New catalyst in water splitting could improve hydrogen generation

Scientists synthesise a highly active organic material to obtain hydrogen fuel from water using sunlight.


With hydrogen 's widely recognised role as a safe and clean energy carrier, research into its production, particularly from renewable sources, has intensified. One of several pathways to generate hydrogen is the separation of water using sunlight with the help of photocatalysts. Partially supported by the EU-funded DYNAPORE project, researchers have synthesised a new organic material for photocatalytic solar hydrogen production, or water splitting. Their findings were published recently in the journal ‘Nature Chemistry’.

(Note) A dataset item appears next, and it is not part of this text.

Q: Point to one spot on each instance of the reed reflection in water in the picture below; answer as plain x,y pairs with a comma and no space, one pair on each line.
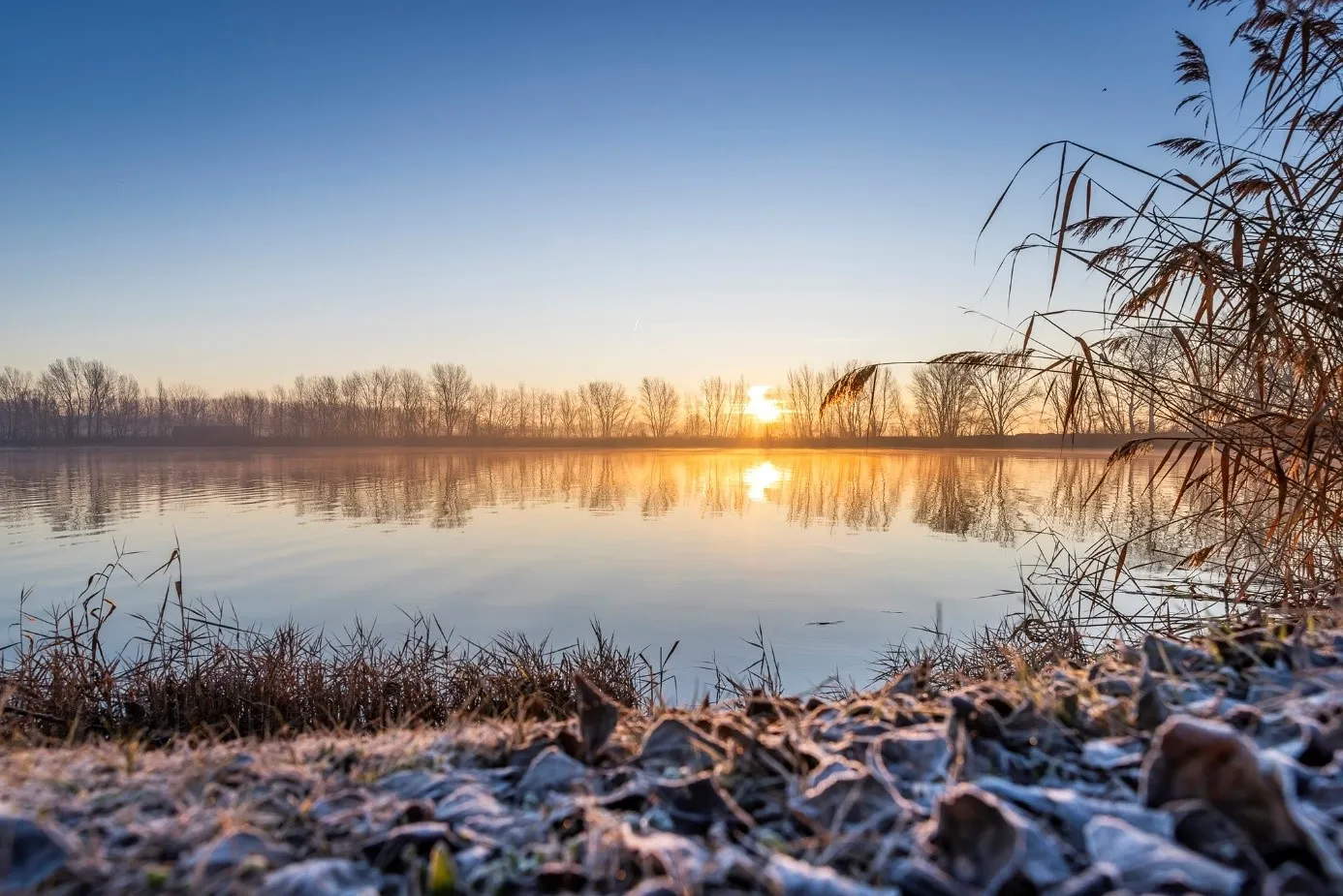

According to a news release posted on the University of Liverpool website, the team combined experiments and computation for developing the photocatalyst. Photocatalytic water splitting using sunlight is seen as a promising technology that can provide high-energy yield without pollutant by-products. This is possible only if the energy in sunlight can be harvested effectively, as explained in the news release. “Inorganic materials are better known as water splitting catalysts, but organic catalysts can also be built from cheap abundant elements, such as carbon, nitrogen, and sulphur.” Xiaoyan Wang, a chemistry PhD student who led the experimental work at the University, said: “To achieve high hydrogen evolution rates, you need good water affinity, broad light adsorption, high surface area, and high crystallinity. By introducing all of these features in one material, we got a very active photocatalyst.”